Herbert Eagle |
| Dept. of Slavic Langs & Lits 3014 Modern Languages Building The University of Michigan Ann Arbor, MI 48109-1275 |
tel.: 647-2139 e-mail: hjeagle@umich.edu |
Professor Eagle has primary research interests in 20th century Russian and East European film and literature, and in the semiotics of art and culture. Professor Eagle has an abiding interest in verse theory, and his articles on the structures which pattern "free verse" forms in 20th century Russian and Czech poetry have appeared in a number of journals and anthologies.
In the Slavic Department, Professor Eagle currently teaches courses on Russian and East European cinema, 20th century Russian and Czech literature, and graduate seminars on Soviet semiotics.
His articles and book reviews on Russian film have recently appeared in such journals as Wide Angle and Film Quarterly.

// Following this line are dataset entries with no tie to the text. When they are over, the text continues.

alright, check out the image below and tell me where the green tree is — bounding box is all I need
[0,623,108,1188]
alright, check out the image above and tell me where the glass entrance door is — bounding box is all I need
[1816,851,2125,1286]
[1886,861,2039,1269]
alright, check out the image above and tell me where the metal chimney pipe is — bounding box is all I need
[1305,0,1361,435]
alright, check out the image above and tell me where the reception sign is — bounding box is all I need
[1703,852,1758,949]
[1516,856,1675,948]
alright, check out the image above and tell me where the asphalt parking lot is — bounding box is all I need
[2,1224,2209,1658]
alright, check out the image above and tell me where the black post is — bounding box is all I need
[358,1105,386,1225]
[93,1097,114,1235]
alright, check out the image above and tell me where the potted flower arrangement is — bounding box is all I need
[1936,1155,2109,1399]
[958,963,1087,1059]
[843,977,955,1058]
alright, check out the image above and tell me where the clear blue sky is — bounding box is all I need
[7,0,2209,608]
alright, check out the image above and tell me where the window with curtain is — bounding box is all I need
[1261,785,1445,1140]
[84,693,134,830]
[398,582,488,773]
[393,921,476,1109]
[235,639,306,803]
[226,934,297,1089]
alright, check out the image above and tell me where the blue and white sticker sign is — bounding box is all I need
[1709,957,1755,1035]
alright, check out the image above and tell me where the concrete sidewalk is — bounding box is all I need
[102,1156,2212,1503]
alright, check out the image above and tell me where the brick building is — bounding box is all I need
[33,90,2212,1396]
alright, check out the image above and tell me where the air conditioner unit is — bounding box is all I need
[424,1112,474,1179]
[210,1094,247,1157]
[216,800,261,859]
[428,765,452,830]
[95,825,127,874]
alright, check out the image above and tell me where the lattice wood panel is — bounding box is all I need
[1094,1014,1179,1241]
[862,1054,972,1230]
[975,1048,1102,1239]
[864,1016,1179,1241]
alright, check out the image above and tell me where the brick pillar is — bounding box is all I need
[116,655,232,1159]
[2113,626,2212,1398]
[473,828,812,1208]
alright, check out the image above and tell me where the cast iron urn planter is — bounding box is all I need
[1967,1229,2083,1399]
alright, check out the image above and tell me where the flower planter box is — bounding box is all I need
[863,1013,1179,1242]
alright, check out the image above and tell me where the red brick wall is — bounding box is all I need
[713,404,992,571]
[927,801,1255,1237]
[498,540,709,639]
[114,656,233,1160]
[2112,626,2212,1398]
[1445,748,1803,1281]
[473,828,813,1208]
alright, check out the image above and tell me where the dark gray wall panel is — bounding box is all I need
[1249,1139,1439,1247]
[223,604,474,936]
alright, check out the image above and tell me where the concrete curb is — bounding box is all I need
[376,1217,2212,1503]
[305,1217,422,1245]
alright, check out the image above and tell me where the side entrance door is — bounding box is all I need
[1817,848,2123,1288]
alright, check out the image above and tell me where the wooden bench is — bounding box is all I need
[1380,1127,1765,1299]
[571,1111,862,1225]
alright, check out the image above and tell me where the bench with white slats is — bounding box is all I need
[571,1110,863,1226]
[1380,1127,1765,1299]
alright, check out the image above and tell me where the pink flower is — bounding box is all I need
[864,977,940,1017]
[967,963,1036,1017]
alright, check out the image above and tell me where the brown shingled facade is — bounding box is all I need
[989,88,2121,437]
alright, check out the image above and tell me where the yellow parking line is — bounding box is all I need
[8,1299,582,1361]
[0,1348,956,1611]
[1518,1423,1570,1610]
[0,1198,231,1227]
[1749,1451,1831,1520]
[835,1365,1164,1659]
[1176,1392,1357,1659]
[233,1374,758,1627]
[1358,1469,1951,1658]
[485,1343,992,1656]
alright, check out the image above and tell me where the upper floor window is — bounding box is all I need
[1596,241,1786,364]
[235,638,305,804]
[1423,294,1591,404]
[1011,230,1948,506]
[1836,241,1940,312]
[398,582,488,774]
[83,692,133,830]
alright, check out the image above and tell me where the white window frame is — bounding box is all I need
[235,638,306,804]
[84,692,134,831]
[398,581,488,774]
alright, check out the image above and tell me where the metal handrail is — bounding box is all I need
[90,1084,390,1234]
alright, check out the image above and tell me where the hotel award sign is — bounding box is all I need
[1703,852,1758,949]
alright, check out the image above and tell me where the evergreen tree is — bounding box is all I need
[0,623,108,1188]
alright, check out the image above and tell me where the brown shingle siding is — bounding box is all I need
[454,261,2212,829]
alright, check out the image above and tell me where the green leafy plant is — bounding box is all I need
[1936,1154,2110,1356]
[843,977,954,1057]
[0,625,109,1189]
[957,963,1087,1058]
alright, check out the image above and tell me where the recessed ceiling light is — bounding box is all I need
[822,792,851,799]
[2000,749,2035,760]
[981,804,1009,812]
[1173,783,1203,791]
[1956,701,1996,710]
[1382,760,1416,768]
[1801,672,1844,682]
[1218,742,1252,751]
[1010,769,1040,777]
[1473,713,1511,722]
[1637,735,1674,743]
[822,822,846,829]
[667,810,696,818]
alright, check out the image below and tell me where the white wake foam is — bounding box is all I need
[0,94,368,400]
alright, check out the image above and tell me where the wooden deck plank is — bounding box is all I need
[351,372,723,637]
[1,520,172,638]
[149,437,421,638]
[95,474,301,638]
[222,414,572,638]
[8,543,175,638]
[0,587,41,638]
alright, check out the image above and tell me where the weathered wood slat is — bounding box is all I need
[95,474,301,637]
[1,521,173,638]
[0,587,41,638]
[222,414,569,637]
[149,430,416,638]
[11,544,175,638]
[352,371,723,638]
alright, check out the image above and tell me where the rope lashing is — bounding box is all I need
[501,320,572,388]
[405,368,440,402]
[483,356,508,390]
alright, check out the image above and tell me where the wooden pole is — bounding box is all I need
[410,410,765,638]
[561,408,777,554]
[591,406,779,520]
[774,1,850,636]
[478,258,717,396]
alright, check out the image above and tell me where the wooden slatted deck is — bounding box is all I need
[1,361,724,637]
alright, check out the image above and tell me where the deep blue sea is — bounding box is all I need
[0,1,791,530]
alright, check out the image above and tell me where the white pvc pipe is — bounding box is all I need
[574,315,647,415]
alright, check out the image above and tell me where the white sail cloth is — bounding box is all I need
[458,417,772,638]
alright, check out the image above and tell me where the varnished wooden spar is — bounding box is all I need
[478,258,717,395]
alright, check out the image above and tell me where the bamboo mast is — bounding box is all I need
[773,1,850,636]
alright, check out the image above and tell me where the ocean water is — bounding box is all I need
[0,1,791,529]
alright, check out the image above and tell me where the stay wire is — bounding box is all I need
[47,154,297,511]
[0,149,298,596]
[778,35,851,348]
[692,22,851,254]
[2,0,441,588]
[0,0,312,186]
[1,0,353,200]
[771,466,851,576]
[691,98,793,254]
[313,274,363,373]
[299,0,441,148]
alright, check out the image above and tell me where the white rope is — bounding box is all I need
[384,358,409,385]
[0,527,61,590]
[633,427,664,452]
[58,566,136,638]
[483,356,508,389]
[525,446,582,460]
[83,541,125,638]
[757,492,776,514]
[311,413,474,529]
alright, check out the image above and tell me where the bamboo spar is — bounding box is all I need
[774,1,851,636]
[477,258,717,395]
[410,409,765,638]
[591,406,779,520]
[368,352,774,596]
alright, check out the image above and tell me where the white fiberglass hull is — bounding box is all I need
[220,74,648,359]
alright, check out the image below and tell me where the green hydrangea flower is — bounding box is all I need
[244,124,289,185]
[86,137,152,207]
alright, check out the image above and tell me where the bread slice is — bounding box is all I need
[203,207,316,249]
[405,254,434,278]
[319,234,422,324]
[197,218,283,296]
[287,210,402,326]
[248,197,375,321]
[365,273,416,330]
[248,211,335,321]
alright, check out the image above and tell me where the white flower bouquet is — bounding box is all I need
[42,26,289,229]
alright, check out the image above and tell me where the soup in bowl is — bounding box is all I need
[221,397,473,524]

A series of articles dealing with East European filmmakers like Dusan Makavejev, Jiri Menzel, Andrzej Wajda, and Peter Gothar, appeared in Film Studies Annual and in Cross Currents throughout the 1980s and early 1990s. Articles and book chapters on Russian and East European film have appeared in several anthologies, including the chapter on Roman Polanski in Daniel Goulding's recent Five Filmmakers. Professor Eagle is also the editor of the volume Russian Formalist Film Theory (1981). His work on general problems of the semiotics of art, of cinema and of verse has appeared in Semiotica, Dispositio and Slavic and East European Journal.
He is also co-editor and co-translator with Anna Lawton of Russian Futurism through its Manifestoes (1988). He has written on prose works, e.g. on the novels of Russian authors like Zamiatin and Solzhenitsyn and on the Czech authors Karel Capek, Ludvik Vaculik, and Milan Kundera.